问题
I am implementing a protocol library. Here a simplified description.
The main thread within the main function will always check, whether some data is available on the the networkstream (within a tcpclient). Let us say response is the received message and thread is a running thread.
thread = new Thread(new ThreadStart(function));
thread.IsBackground = true;
thread.Start();
while(true){
response = receiveMessage();
if (response != null)
{
thread.Suspend();
//I am searching for an alternative for the line above and not thread.Abort().
thread2 = new Thread(new ThreadStart(function2));
thread2.IsBackground = true;
thread2.Start();
}
}
So far so good, there are actually more messages to come within the while loop and there is also a statemachine for handling different sort of incoming messages, but this should be enough. (There are also more than just the functions "function" and "function2").
So anyways how the functions look inside is not clear in this application, since the protocol is hidden from the programmer and meant to be a library. This means the protocol will start some programmer-defined functions as a thread depending on at what state in the protocol the program is.
So if then a special response is received (e.g. a callAnotherFunction message), I want to terminate a thread (here named "thread") abruptly, lets say within 100 ms. But I do not know whether it executes within a loop or without and how much processing is needed until it terminates.
How to stop these threads without deprecated Suspend or Exceptionthrowing Abort function? (Note that I cannot force the programmer of the functions to catch the ThreadAbortException.)
Or do I need a different programme architecture? (Btw I have decided to put the loop within receiveMessage for polling the network stream into the main function, since anytime a message can appear).
回答1:
Starting a thread without having a reliable way to terminate it is a bad practice. Suspend/Abort are one of those unreliable ways to terminate a thread because you may terminate a thread in a state that corrupts your entire program and you have no way to avoid it from happening.
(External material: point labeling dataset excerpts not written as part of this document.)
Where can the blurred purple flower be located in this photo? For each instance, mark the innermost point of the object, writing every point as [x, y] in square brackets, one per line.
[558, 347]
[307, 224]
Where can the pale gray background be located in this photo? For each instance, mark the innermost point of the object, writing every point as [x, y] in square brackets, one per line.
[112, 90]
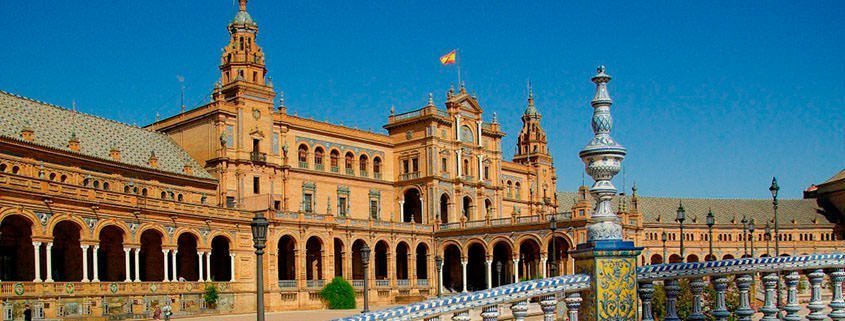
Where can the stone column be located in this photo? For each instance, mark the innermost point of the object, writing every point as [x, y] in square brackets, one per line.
[166, 254]
[175, 274]
[126, 264]
[85, 263]
[96, 263]
[37, 250]
[137, 264]
[464, 279]
[232, 266]
[50, 262]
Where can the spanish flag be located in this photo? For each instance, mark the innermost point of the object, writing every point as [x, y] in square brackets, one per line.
[449, 58]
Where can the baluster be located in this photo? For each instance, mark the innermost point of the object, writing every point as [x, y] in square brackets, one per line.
[792, 306]
[461, 316]
[490, 313]
[837, 304]
[519, 310]
[816, 305]
[672, 288]
[573, 303]
[697, 286]
[769, 309]
[743, 283]
[720, 310]
[646, 291]
[548, 304]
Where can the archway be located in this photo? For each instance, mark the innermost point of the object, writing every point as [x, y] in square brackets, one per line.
[477, 263]
[657, 259]
[67, 253]
[17, 257]
[380, 263]
[338, 257]
[221, 259]
[287, 258]
[152, 259]
[444, 208]
[559, 256]
[314, 258]
[187, 259]
[529, 260]
[357, 263]
[110, 258]
[402, 261]
[422, 261]
[502, 264]
[674, 258]
[452, 271]
[412, 208]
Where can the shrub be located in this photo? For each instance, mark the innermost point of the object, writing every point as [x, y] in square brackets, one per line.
[339, 294]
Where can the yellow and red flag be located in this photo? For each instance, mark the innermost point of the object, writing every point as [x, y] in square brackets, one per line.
[449, 58]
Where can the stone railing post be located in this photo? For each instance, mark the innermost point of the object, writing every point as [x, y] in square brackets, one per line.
[769, 309]
[837, 304]
[697, 286]
[720, 309]
[816, 305]
[672, 289]
[646, 291]
[792, 306]
[743, 283]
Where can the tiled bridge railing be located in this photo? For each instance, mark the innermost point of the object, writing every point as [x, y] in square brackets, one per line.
[548, 291]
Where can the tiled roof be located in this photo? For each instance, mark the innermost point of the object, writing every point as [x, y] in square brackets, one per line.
[53, 126]
[663, 209]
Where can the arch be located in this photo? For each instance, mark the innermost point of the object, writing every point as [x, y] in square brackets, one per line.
[422, 261]
[402, 250]
[444, 208]
[287, 257]
[452, 269]
[67, 249]
[502, 264]
[152, 260]
[221, 259]
[17, 257]
[656, 259]
[412, 206]
[477, 263]
[314, 258]
[380, 256]
[110, 255]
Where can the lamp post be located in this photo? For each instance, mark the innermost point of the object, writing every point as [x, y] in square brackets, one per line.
[682, 216]
[259, 238]
[553, 227]
[438, 263]
[744, 222]
[767, 234]
[751, 234]
[711, 220]
[365, 259]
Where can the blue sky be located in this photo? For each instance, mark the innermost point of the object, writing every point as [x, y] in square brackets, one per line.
[711, 99]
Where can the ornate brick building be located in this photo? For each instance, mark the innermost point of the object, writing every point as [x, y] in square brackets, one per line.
[103, 218]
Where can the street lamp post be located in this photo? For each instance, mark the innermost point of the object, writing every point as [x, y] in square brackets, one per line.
[682, 216]
[553, 227]
[438, 263]
[259, 238]
[365, 259]
[711, 220]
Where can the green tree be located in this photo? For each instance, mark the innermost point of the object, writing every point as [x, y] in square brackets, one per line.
[339, 294]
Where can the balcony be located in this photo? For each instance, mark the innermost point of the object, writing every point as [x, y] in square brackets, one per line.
[258, 157]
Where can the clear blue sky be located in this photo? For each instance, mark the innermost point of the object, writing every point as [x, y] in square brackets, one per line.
[711, 99]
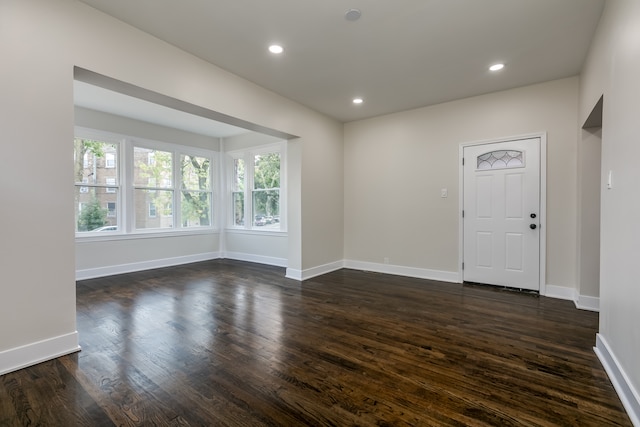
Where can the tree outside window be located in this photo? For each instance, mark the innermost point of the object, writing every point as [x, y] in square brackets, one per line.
[96, 184]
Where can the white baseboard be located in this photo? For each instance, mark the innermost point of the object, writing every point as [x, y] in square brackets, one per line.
[398, 270]
[560, 292]
[584, 302]
[37, 352]
[629, 397]
[310, 273]
[92, 273]
[259, 259]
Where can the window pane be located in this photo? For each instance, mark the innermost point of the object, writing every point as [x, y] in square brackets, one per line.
[266, 208]
[238, 175]
[267, 171]
[195, 172]
[95, 162]
[96, 209]
[153, 208]
[238, 208]
[196, 209]
[152, 168]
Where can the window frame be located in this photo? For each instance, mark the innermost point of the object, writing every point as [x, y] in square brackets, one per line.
[125, 206]
[248, 155]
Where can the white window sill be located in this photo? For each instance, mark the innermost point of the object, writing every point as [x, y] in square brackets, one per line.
[152, 234]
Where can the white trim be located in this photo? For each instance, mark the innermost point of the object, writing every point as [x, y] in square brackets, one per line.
[543, 201]
[584, 302]
[92, 273]
[312, 272]
[399, 270]
[294, 274]
[559, 292]
[38, 352]
[259, 259]
[629, 396]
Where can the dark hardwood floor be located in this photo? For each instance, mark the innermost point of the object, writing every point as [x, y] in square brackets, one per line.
[233, 343]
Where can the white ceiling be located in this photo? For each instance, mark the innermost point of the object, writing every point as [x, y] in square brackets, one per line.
[400, 54]
[97, 98]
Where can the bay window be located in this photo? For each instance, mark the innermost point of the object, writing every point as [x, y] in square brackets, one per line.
[256, 177]
[127, 186]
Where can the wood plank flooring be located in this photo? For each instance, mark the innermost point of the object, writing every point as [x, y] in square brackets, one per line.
[233, 343]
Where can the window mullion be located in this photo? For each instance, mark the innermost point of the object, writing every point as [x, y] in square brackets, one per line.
[127, 179]
[249, 166]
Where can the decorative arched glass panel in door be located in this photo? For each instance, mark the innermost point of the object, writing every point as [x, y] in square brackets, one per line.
[500, 159]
You can see how to kill a thread safely here: Killing a .NET thread
If the "user" is giving you a method to run in a thread, then the user should also give you a method to stop the code from running. Think of it as a contract: you promise the user that you will call the stop method and they promise that the stop method will actually stop the thread. If your user violates that contract then they will be responsible for the issues that arise, which is good because you don't want to be responsible for your user's errors :).
Note that I cannot force the programmer of the functions to catch the ThreadAbortException.
Since Suspend/Abort are bad practice, the programmer doesn't need to catch the ThreadAbortException
, however they should catch the ThreadInterruptedException
as part of their "contract."
Remember that there are two situations you need to worry about:
- The thread is executing some code.
- The thread is in a blocking state.
In the case that the thread is executing some code, all you can do is notify the thread that it can exit and wait until it processes the notification. You may also skip the waiting and assume that you've leaked a resource, in which case it's the user's fault again because they didn't design their stop method to terminate their thread in a timely fashion.
In the case where the thread is in a blocking state and it's not blocking on a notification construct (i.e. semaphore, manual reset event, etc) then you should call Thread.Interrupt()
to get it out of the blocking state- the user must handle the ThreadInterruptedException
.
回答2:
Suspend is really evil especially in a way you are trying to use it - to stop thread execution forever. It will leave all locks that thread had and also will not release resources.
Thread Abort is slightly better since it will at least try to terminate thread cleaner and locks will have chance to be released.
To properly do that you really need your thread's code to cooperate in termination. Events, semaphores or even simple bool value checked by the thread may be enough.
It may be better to re-architect your solution to have queue of messages and process them on separate thread. Special message may simply empty the queue.
回答3:
You need some sort of cancellation protocol between your application and wherever function
comes from. Then you can share some sort of cancellation token between function
and your message loop. If message loop recognizes that function
needs to be stopped you signal that by setting that token which must be tested by function on proper occasions. The simplest way would be to share a condition variable which can be atomically set from within your message loop and atomically read from function
.
I'd however consider using the proper Asynchronous IO patterns combined with Tasks provided by the .NET framework out-of-the box along with proper cancellation mechanisms.
回答4:
So function
refers to code which you have little control over? This is pretty typical of 3rd party libraries. Most of the time they do not have builtin abilities to gracefully terminate long running operations. Since you have no idea how these functions are implemented you have very few options. In fact, your only guaranteed safe option is to spin these operations up in their own process and communicate with them via WCF. That way if you need to terminate the operation abruptly you would just kill the process. Killing another process will not corrupt the state of the current process like what would happen if you called Thread.Abort
on thread within the current process.